This section outlines the diverse and multi-dimensional datasets used to analyze the urban identity of Delhi, mapped through Kevin Lynch’s five elements. All data collection processes were executed through automated and scalable workflows in KNIME, making the model repeatable and easily extendable to other cities. Using this setup, data was collected consistently for over 20 global cities to train the predictive AI model.

Google Reviews & Ratings

Collected using the Google Places API integrated into KNIME via the GET Request node. Data such as review text, user ratings, and timestamps were extracted for landmarks, public spaces, and other urban elements to capture public sentiment and popularity.

Wikipedia Content

Data on the historical and cultural significance of places was extracted through the Wikipedia API, automated within KNIME. The textual data was later used in sentiment and narrative analysis.

OSM (OpenStreetMap) Data

Open-source spatial data on green spaces, built-up areas, and public infrastructure was downloaded and parsed using the OSM Web Feature Service (WFS) through KNIME’s geospatial extension nodes.

TomTom Traffic Data

Real-time data on congestion levels and speed delays was extracted via TomTom’s public traffic API, automated within KNIME workflows. This data was essential for evaluating the performance and navigability of major city paths.

Google Street View Images

Street View images were collected using the Google Street View Static API, coordinated via batch processing in KNIME. These images served as inputs for visual analysis in the OpenAI Vision model.

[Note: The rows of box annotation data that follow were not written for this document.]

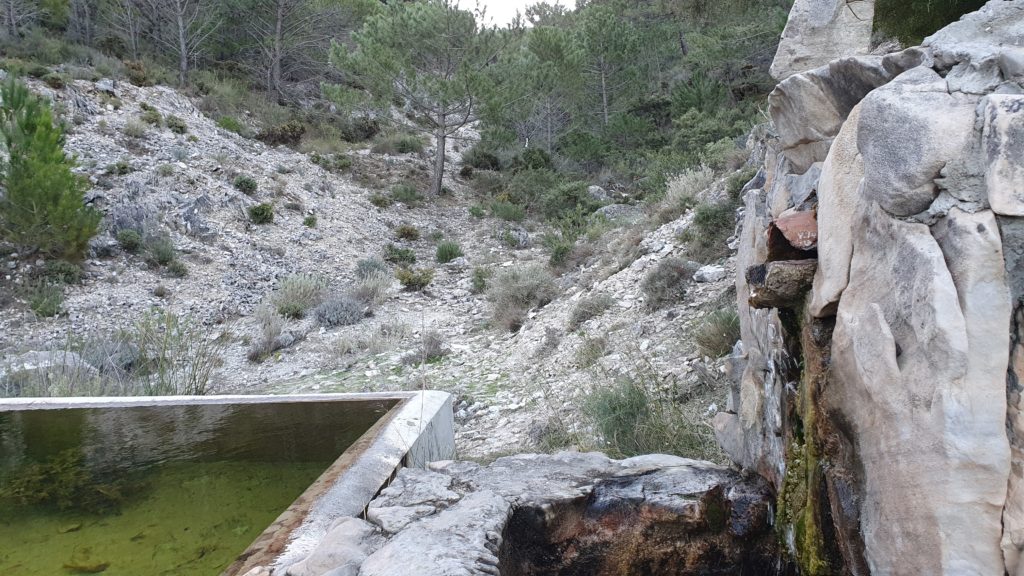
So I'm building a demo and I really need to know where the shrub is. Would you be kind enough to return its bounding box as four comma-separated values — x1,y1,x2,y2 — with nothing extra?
256,120,306,146
472,266,495,294
138,107,164,128
584,379,718,459
309,152,352,172
394,223,420,242
487,264,558,332
231,174,259,196
566,292,615,332
394,268,434,292
384,244,416,264
167,259,188,278
371,134,424,155
391,182,423,208
145,237,177,268
165,115,188,134
693,308,740,358
462,146,502,171
355,256,391,280
352,268,394,305
874,0,985,46
0,78,100,261
217,116,246,134
249,202,273,224
270,274,327,319
490,201,526,222
25,281,63,318
43,72,68,90
370,192,394,208
313,295,367,328
657,166,715,223
117,228,142,254
122,118,145,139
640,258,698,310
43,260,82,284
435,241,463,264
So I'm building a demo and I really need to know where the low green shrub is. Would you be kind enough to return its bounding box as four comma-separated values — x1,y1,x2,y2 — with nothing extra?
231,174,259,196
371,134,424,156
566,292,615,332
270,274,327,319
164,114,188,134
117,228,142,254
256,120,306,146
436,240,463,264
384,244,416,264
394,223,420,242
394,268,434,292
693,308,740,358
487,264,558,332
249,202,273,224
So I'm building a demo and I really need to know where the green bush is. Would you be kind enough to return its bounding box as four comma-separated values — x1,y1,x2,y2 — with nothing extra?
249,202,273,224
874,0,985,46
270,274,327,319
584,379,718,459
487,264,558,332
138,107,164,128
640,258,698,310
0,78,100,261
462,146,502,171
391,182,423,208
370,192,394,208
217,116,246,134
394,268,434,292
371,134,424,155
43,72,68,90
384,244,416,264
394,223,420,242
165,115,188,134
231,174,259,196
117,228,142,254
25,281,63,318
256,120,306,146
693,308,740,358
490,201,526,222
436,241,463,264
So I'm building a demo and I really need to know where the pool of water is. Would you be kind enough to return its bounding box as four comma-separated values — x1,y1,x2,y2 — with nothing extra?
0,401,394,576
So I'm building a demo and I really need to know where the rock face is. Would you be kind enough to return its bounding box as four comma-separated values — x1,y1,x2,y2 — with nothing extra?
716,0,1024,575
274,452,786,576
771,0,874,80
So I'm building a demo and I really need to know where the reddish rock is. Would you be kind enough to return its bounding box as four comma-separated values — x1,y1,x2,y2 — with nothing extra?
775,209,818,250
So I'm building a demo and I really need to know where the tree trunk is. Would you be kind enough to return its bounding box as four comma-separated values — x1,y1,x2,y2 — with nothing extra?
430,125,447,196
174,0,188,88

Traffic Department Crash Data

Accident and crash data reports were obtained from the Delhi Traffic Police's public datasets. These were imported into KNIME using File Reader nodes and geocoded for spatial correlation with paths.

TripAdvisor Ratings

TripAdvisor data was extracted through web scraping techniques using KNIME’s XPath and HTML Parser nodes, enabling the capture of tourism-related public opinions on landmarks and districts.

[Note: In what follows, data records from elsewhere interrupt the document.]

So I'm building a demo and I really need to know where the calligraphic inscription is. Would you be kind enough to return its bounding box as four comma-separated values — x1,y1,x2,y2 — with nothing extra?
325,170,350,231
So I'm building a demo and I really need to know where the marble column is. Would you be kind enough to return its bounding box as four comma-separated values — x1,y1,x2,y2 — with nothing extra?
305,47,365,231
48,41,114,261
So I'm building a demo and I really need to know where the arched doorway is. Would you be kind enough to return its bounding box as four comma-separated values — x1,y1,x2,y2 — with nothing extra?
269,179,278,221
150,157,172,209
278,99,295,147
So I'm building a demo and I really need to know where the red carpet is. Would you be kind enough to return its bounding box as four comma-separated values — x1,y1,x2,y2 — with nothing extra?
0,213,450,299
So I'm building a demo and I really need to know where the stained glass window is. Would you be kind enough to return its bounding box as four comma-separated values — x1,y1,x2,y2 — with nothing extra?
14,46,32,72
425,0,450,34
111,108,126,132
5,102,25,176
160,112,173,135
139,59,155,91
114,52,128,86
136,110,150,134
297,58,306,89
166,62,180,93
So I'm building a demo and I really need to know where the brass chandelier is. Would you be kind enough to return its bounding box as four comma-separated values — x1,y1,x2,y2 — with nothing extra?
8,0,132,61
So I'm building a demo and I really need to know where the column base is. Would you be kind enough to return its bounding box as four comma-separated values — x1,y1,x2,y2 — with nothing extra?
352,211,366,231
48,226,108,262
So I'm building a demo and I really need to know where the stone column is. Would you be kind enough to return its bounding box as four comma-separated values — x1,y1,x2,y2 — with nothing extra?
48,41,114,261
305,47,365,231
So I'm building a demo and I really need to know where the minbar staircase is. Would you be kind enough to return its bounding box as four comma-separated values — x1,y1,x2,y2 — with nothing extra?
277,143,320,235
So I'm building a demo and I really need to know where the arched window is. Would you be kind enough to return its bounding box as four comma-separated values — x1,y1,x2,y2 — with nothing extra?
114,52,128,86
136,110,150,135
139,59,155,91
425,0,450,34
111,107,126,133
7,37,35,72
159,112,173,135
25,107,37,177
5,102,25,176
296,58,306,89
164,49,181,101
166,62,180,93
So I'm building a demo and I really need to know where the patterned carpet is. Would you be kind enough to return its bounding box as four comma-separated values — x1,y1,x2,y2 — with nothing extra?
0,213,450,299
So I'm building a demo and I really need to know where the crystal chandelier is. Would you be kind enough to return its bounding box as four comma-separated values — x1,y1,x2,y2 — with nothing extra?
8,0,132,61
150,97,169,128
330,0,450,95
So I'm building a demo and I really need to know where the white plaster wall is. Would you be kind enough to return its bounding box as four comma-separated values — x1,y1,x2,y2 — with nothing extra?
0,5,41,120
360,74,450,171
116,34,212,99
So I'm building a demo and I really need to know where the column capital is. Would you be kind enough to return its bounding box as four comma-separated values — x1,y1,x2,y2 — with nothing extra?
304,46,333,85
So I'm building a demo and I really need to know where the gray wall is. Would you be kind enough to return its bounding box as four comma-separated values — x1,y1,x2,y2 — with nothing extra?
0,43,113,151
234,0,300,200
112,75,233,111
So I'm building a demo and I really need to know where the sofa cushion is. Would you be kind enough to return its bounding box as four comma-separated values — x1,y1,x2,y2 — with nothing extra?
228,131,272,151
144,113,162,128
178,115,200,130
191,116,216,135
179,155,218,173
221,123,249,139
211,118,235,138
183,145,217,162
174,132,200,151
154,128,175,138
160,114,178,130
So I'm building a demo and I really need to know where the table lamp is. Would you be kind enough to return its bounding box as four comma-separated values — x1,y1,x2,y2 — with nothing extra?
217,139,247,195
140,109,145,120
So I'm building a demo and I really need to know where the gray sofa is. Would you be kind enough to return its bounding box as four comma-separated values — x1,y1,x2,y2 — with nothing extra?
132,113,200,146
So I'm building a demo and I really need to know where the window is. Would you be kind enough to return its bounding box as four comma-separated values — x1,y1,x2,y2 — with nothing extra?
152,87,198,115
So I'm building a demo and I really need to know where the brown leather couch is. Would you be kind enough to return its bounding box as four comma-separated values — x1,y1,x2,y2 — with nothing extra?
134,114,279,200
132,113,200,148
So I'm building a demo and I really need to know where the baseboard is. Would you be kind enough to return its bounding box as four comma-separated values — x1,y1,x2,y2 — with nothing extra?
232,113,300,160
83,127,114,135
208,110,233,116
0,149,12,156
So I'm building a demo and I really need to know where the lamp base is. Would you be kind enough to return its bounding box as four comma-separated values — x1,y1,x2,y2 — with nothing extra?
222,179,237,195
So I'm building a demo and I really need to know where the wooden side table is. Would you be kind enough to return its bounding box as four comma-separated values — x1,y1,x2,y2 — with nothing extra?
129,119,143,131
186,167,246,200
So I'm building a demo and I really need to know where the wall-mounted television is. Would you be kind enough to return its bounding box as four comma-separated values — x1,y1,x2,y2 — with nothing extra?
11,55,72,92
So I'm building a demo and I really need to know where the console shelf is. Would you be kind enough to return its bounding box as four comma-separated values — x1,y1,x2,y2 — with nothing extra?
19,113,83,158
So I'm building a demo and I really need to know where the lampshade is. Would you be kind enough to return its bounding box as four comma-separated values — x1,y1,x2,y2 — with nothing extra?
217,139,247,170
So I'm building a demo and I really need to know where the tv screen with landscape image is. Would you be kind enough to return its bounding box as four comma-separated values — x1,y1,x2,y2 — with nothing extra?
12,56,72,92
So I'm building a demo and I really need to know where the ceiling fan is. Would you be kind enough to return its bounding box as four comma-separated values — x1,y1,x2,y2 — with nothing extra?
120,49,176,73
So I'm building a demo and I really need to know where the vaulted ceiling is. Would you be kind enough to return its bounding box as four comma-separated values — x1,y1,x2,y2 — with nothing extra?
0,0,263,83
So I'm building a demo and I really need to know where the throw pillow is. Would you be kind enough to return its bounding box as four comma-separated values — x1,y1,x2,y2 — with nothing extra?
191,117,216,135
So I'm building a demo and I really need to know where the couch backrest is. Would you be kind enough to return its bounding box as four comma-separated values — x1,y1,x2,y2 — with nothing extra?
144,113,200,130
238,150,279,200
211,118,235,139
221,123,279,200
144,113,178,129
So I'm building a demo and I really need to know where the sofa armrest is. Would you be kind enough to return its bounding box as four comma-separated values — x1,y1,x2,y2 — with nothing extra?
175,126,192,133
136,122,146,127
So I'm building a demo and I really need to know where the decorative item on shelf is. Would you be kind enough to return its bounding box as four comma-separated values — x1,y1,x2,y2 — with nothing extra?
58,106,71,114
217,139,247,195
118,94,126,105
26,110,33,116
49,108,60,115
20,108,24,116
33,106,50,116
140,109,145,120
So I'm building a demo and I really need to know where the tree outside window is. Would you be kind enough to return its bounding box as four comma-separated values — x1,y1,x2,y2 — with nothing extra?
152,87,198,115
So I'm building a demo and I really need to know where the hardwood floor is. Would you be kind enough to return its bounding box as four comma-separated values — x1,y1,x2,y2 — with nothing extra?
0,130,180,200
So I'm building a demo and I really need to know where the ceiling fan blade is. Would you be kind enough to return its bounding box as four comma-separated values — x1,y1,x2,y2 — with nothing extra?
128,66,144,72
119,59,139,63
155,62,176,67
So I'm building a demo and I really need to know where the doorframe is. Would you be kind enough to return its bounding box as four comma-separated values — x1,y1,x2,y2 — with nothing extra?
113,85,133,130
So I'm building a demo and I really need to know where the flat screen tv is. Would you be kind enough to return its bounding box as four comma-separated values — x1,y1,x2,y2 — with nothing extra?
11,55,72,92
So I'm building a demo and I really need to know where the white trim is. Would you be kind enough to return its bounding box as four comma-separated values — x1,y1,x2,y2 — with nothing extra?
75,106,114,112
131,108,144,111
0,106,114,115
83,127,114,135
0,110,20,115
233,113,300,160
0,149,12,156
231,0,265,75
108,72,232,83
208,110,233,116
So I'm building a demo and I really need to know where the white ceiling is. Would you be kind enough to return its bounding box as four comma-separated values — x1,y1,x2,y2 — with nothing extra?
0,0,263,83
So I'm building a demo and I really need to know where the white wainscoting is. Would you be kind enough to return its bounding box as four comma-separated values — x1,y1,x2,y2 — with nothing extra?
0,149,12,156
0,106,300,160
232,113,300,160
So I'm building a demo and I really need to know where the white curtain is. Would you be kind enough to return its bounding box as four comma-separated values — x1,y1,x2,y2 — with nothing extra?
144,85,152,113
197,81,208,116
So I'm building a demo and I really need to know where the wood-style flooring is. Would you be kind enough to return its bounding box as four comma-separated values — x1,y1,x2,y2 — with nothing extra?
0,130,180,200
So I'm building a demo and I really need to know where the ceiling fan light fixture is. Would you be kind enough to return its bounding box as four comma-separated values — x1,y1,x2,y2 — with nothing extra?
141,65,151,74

NASA Nightlight Imagery (Black Marble)

Nightlight raster images were downloaded from NASA’s Earth Data repository and processed using KNIME’s Raster Processing and ImageJ integration, representing economic activity and spatial vitality.

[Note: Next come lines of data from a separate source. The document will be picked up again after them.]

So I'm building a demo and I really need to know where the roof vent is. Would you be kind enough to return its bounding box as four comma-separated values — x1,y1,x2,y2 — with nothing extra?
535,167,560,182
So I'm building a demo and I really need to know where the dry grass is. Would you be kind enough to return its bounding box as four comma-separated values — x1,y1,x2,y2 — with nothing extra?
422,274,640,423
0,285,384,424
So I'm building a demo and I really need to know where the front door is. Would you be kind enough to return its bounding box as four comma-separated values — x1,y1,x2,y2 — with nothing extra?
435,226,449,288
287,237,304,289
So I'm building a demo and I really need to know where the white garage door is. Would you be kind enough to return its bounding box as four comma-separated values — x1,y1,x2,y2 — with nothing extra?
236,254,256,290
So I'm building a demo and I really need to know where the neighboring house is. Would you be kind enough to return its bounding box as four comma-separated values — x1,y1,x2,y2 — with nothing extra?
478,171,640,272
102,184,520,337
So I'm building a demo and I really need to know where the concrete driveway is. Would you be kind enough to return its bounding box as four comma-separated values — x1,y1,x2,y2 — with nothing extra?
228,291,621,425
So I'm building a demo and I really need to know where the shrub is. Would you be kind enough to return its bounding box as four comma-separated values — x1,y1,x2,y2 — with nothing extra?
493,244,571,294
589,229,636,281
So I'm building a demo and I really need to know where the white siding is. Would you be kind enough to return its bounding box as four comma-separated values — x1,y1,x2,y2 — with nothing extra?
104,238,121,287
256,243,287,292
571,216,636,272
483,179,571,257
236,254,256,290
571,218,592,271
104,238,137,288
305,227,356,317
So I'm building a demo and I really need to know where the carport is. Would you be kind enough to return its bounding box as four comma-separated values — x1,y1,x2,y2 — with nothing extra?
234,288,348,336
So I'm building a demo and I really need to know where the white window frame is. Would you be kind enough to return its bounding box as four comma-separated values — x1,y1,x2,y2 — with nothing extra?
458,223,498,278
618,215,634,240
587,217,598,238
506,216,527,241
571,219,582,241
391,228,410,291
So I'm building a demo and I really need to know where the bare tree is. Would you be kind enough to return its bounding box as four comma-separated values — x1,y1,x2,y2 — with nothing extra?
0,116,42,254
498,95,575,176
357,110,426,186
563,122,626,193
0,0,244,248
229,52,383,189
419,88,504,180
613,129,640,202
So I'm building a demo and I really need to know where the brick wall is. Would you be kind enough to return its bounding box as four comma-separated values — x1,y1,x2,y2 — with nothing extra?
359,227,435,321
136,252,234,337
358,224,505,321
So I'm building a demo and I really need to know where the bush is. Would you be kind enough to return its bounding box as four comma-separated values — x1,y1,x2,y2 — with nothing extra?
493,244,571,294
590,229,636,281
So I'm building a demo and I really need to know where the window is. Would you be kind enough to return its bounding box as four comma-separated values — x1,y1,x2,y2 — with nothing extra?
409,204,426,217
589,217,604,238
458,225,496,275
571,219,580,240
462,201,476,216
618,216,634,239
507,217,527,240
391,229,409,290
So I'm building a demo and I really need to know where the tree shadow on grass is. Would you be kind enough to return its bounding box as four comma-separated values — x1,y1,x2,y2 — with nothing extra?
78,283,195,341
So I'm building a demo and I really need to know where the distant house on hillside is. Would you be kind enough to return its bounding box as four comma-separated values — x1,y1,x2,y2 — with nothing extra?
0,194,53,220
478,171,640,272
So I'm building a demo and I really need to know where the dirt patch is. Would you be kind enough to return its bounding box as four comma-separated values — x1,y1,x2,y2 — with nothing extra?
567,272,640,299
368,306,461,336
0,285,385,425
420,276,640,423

Field Surveys & Observations

Primary data including photographs, user interviews, and physical observations were manually recorded and fed into KNIME’s data table for comparison and cross-validation with crowdsourced data.

Scalability & Repeatability

All data workflows were designed to be modular and reusable, allowing the same structure to be applied across different cities. This enabled the successful collection and processing of data for over 20 cities, forming the training base for the hybrid AI model used to predict urban identity.

KNIME Model & Data Processing

This section presents the data processing methodology used to analyze and rate elements of urban identity — landmarks, districts, and pathways — through a replicable and scalable pipeline built entirely on the KNIME Analytics Platform. The model integrates diverse data sources (APIs, satellite imagery, crowd-sourced content, and computer vision outputs) and processes them into usable scores for evaluation.Each dataset undergoes automated processing workflows that ensure consistency across 20+ Indian cities. The workflows are modular and allow for easy updates or scaling, making the system adaptable for future research or urban applications.

KNIME model

Google Ratings

Definition: A numerical score out of 5, based on user ratings on Google Maps.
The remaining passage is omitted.